4. Uni-partite graph — A network consisting of only one type of node

5. Multi-partite graph — A network consisting of more than one type of node

6. Undirected graph — If there is no direction of the relationship between nodes, then the graph is said to be an undirected graph. For example, a relationship between 2 friends.

7. Directed graph — If there is a direction of the relationship between nodes, then the graph is said to be directed. For example, a communication network where one entity initiatives a conversation with another entity.

Why is it important to analyze a social network?

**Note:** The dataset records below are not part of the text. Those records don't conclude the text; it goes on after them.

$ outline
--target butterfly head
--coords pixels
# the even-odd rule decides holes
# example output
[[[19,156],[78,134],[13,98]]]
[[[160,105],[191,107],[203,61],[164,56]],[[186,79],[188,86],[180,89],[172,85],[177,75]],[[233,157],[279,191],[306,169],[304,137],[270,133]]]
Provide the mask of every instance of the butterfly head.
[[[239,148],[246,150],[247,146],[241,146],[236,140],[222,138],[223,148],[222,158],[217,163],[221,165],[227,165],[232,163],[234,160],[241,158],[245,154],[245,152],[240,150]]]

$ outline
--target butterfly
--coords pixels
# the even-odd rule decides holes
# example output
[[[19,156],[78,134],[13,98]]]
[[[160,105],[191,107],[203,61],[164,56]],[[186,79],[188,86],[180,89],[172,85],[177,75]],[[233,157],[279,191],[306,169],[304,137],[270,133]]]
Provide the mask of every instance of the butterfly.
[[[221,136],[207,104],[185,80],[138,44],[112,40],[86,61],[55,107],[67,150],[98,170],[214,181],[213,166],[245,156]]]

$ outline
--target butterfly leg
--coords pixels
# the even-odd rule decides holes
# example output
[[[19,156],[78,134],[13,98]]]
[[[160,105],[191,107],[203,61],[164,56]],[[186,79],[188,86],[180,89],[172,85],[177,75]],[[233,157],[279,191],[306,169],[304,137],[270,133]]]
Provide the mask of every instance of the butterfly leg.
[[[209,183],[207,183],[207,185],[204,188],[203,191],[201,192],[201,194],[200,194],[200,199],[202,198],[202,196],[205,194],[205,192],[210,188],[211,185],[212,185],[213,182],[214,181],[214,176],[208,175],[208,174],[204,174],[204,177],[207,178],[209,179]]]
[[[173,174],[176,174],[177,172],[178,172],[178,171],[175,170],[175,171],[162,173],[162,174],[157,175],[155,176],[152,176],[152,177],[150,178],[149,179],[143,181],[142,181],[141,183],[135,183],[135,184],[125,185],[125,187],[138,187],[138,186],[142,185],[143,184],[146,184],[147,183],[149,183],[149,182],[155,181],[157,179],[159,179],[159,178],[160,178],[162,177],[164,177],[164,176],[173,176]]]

  1. Gives us a better understanding of how entities or individuals are connected
  2. Gives us certain measures on important entities/connections within a network

3. Find similar entities based on the types of connections

4. Move beyond individual perception and analyze individuals/entities based on their connections

Let’s dive into analyzing a Social Network Analysis using Python

In order to better understand how we can leverage a graph network to our advantage, I am going to run an analysis and generate various network features on an open-source dataset.

Data source: SNAP Dataset Facebook Gemsec . This dataset represents blue verified Facebook page networks of different athletes. Nodes represent the pages of athletes and edges are mutual likes among them. In order to achieve anonymity nodes are indexed from 0.

Open-source packages for Social Network Analysis:

Two very popular packages that are available for analyzing social networks are:

NetworkX: NetworkX is a Python package for the creation, manipulation, and study of the structure, dynamics, and functions of complex networks.

Networkit: NetworKit is a growing open-source toolkit for large-scale network analysis. Its aim is to provide tools for the analysis of large networks in the size range from thousands to billions of edges.

To download these packages run the following commands in the terminal:

pip3 install networkit

pip3 install networkx

Below are steps that can be followed to recreate the analysis in Jupyter Notebook:

Step 1: Load dataset from SNAP repository into a Pandas DataFrame and create a graph object and printing statistics on the number of nodes and edges

Step 2: Visualize the social network.

A particular challenge of a large social network is visualizing it on a screen. Hence, for the sake of this article, we will take a sample of the dataset by selecting a few nodes with a high number of connections.

Here we see that there are certain groups of nodes that are disjoint and some that are joined by a common node relationship.

Step 3: Generate Measures of Social Network

Degree Centrality — Degree Centrality is calculated at a node level and measures the number of edges it has. Degree centrality values are normalized by dividing by the maximum possible degree in a simple graph n-1 where n is the number of nodes in G.

Eigenvector Centrality — Degree Centrality is calculated at a node level and measures the influence a node has on its network.

Local Clustering Coefficient — The clustering Coefficient is a measure of the degree to which nodes in a graph tend to cluster together.


Using network analysis to understand the connections and entities in your ecosystem can greatly help you understand the behavior of entities, the influence of these entities within your ecosystem. These network graphs can further be divided into sub-graphs to drill down into user behavior. There are many other techniques such as generating embeddings from such graphs and feeding them as features to machine learning models or even clustering network embeddings to get meaningful insights.